What makes the enduring presence of the past particularly complicated for Pavlović is that she is attempting to navigate not only large-scale political history but also her own personal history in the exhibition. A native of Serbia – which formerly constituted part of the Socialist Federal Republic of Yugoslavia – Pavlović returned to her home to investigate the national record of life in post-war Yugoslavia and to challenge the boundaries of memory, personal as well as collective, and the limits of photographic representation.

A juxtaposition of individual experience against the sweeping forces of national and global history creates the poignant, beautiful and quite disturbing drama at the heart of “Fabrics of Socialism.” Pavlović’s photographs of the towers of reels of film contained in the Museum of Yugoslav History achieve a paradoxical effect. Though these archives ostensibly form a record of history, history itself is destroying them, rendering the physical components of that record increasingly less accessible.

In addition to these photographs, the exhibition includes two multimedia elements. One of these is a slideshow presentation of photographs from Yugoslav President Josip Broz Tito’s travels around the world. The second is a looping video of Yugoslavian state television’s broadcast of the 1979 Relay of Youth, an annual event held in honor of Tito’s birthday. For this event, various youth groups participated in a relay race requiring them to carry a baton from Tito’s hometown of Kumrovec to Belgrade’s Partizan Stadium. Upon the baton’s arrival in the stadium, there is an enormous celebration with a degree of pageantry familiar to many viewers only in Olympic opening and closing ceremonies.

Nine-year-old Pavlović participated in this ceremony and was able to identify herself in the video among the seemingly countless exuberant youth present to honor Tito and celebrate the future of Yugoslavia. This video and photographic slideshow possess some of the qualities of a home video: one is easily lulled into fascination with the spectacle of the Relay of Youth or entranced by the mechanical whir of the slideshow projector.

Simultaneously, however, an underlying awareness of the sinister character of it all never quite departs from the viewer.
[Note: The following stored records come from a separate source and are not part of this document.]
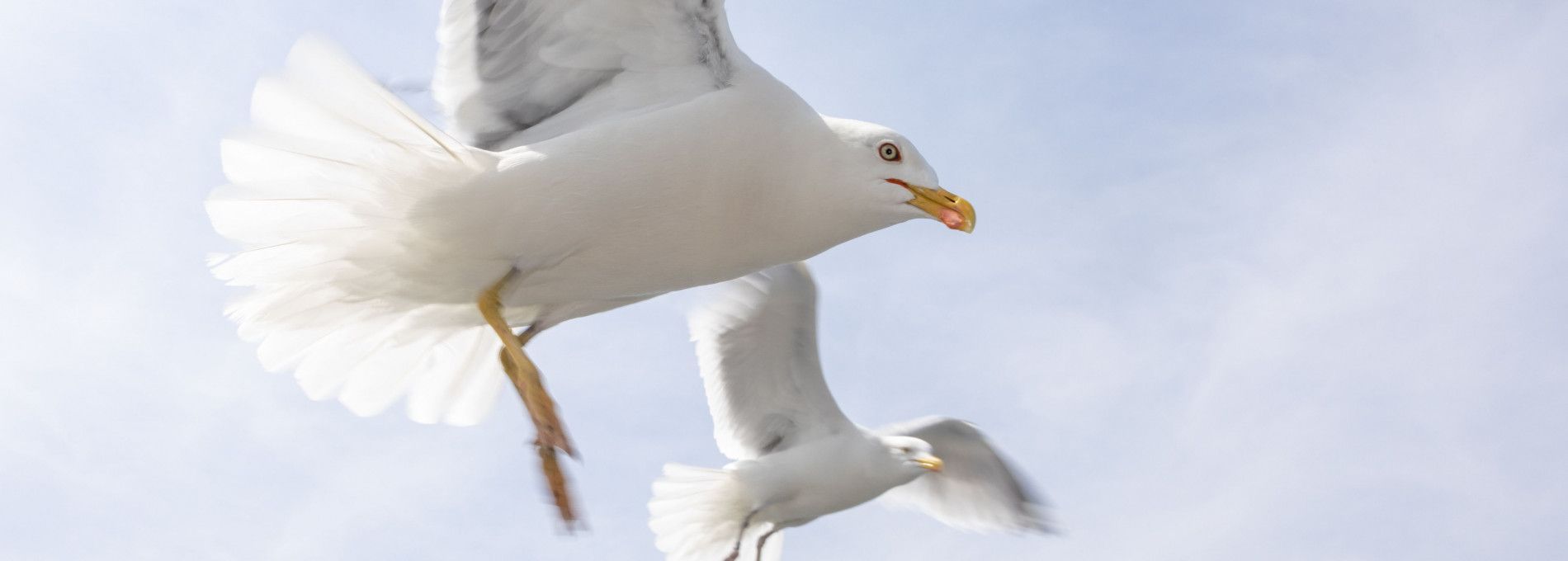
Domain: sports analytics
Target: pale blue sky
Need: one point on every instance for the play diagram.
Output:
(1252, 280)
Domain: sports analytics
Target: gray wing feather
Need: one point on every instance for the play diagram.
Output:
(975, 491)
(508, 66)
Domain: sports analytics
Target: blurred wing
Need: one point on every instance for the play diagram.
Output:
(975, 489)
(758, 351)
(513, 73)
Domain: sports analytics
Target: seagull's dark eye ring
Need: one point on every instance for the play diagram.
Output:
(890, 153)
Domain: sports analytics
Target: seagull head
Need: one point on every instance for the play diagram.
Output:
(886, 168)
(913, 455)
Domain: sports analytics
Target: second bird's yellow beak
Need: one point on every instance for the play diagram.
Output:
(930, 463)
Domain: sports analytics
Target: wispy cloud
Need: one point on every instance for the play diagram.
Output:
(1252, 280)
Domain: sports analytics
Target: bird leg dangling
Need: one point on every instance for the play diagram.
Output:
(764, 540)
(734, 554)
(541, 408)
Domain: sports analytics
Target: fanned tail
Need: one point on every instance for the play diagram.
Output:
(697, 514)
(347, 287)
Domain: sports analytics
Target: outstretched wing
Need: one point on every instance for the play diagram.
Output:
(513, 73)
(975, 489)
(758, 350)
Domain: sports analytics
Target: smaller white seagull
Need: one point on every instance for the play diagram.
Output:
(797, 455)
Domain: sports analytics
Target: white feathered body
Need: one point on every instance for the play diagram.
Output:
(367, 233)
(697, 513)
(820, 477)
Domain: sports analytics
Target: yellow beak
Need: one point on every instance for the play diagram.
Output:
(930, 463)
(946, 207)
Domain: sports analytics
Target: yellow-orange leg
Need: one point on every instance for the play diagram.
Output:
(541, 408)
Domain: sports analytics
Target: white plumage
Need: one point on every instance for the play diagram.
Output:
(797, 455)
(611, 151)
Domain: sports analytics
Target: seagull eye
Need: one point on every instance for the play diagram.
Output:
(890, 153)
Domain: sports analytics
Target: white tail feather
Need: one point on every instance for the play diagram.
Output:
(348, 290)
(697, 516)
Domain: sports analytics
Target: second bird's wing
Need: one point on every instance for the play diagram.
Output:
(758, 351)
(975, 489)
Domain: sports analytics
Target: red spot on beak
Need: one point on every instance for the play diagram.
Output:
(951, 218)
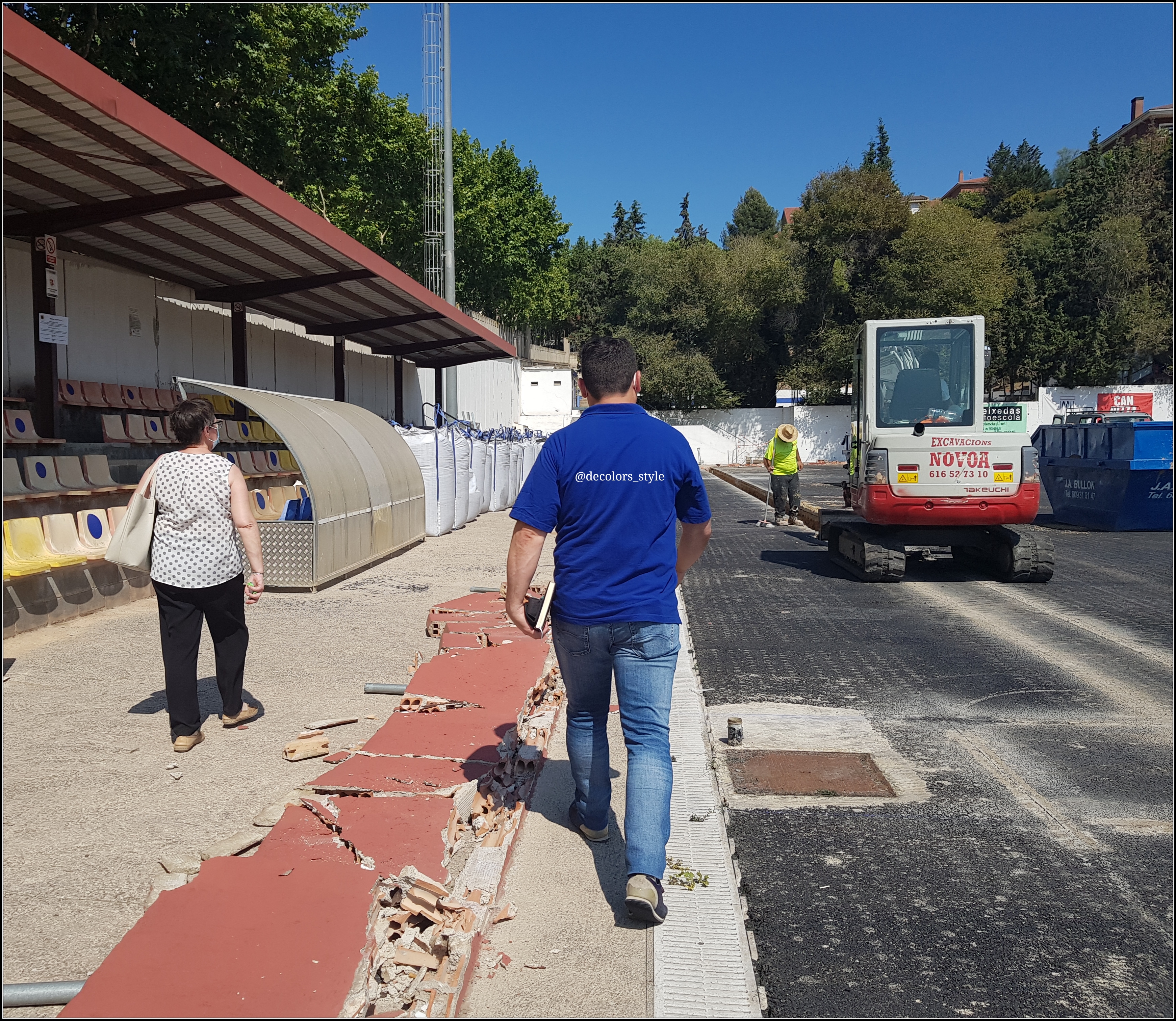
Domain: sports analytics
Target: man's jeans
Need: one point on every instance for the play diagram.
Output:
(792, 503)
(644, 657)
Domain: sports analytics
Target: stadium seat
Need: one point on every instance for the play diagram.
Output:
(133, 397)
(18, 566)
(70, 474)
(263, 510)
(154, 430)
(137, 430)
(25, 540)
(113, 431)
(61, 538)
(42, 474)
(112, 393)
(96, 470)
(150, 397)
(19, 428)
(93, 532)
(92, 394)
(70, 392)
(116, 516)
(14, 485)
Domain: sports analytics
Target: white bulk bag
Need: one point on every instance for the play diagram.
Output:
(498, 469)
(477, 478)
(434, 454)
(461, 478)
(515, 471)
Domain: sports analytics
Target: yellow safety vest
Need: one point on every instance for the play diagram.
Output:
(783, 457)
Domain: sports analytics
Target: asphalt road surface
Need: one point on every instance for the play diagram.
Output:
(1035, 882)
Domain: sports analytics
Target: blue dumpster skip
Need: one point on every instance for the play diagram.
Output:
(1109, 477)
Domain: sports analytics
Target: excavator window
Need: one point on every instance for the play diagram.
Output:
(926, 376)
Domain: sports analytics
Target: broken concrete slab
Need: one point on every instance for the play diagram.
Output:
(165, 880)
(239, 841)
(280, 946)
(397, 832)
(187, 863)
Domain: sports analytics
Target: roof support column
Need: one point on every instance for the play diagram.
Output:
(45, 356)
(240, 346)
(398, 409)
(340, 369)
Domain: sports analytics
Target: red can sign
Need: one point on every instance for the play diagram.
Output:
(1126, 403)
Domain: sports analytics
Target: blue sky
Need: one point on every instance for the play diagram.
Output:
(651, 102)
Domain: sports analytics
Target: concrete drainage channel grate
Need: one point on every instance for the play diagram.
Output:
(702, 962)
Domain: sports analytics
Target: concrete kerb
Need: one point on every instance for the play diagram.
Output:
(419, 936)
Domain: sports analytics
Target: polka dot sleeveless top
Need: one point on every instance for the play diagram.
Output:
(196, 546)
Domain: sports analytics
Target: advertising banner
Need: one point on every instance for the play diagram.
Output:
(1006, 418)
(1126, 403)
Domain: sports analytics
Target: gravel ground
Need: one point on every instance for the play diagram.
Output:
(1037, 880)
(88, 807)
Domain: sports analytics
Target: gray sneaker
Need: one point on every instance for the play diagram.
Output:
(644, 899)
(594, 836)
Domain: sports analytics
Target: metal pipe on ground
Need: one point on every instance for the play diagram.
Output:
(41, 994)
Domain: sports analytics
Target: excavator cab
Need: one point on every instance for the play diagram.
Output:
(924, 471)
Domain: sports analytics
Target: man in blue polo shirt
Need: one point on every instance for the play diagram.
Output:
(613, 486)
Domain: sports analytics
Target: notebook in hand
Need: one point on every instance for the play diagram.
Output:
(538, 610)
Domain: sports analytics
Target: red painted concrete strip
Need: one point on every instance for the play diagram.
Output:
(240, 941)
(453, 734)
(395, 832)
(299, 837)
(402, 775)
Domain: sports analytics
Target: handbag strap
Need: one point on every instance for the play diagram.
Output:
(150, 476)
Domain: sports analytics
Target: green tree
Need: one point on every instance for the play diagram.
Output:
(752, 218)
(946, 263)
(878, 153)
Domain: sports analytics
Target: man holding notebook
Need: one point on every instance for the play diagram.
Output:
(613, 486)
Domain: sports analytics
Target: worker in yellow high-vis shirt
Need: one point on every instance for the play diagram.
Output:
(784, 462)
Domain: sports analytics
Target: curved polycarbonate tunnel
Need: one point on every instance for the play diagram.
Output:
(366, 489)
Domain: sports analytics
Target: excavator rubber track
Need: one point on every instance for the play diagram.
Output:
(1013, 556)
(864, 552)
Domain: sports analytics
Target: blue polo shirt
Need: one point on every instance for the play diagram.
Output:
(612, 486)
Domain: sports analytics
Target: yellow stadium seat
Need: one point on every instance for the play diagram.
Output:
(61, 538)
(25, 540)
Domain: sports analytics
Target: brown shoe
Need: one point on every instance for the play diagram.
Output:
(186, 743)
(246, 714)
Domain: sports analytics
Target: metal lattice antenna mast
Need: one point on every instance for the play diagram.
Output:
(434, 164)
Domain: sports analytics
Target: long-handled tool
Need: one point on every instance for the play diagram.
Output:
(766, 523)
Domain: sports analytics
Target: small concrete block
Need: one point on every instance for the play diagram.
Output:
(236, 844)
(270, 814)
(186, 863)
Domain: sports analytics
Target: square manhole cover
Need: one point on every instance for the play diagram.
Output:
(826, 773)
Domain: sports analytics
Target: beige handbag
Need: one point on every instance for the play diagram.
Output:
(131, 544)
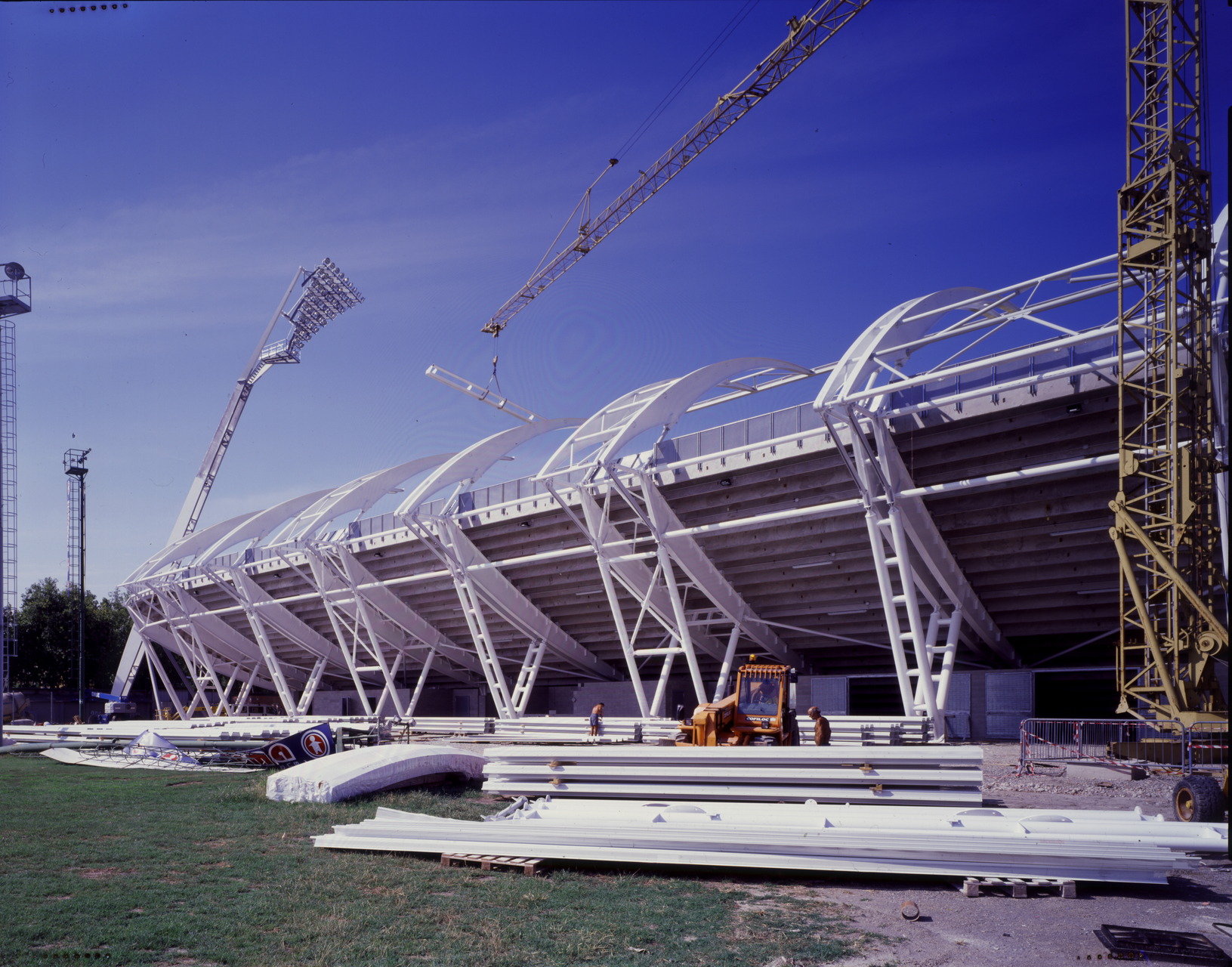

Though photographs and video would aspire to impart objective representation of the past, almost no answers are offered here, especially in regard to the culpability of those depicted – and perhaps even those doing the depicting. As the members of the Youth Army assemble into the shape of the Soviet hammer and sickle, one cannot help but wonder how many of these boys are still alive, where they live now and what journey carried them from the Partizan Stadium of 1979 to their present location. Bodies are equally, if not more, vulnerable than spools of film to the violence of history, and it is concern for these bodies, living or dead, that transcends representation.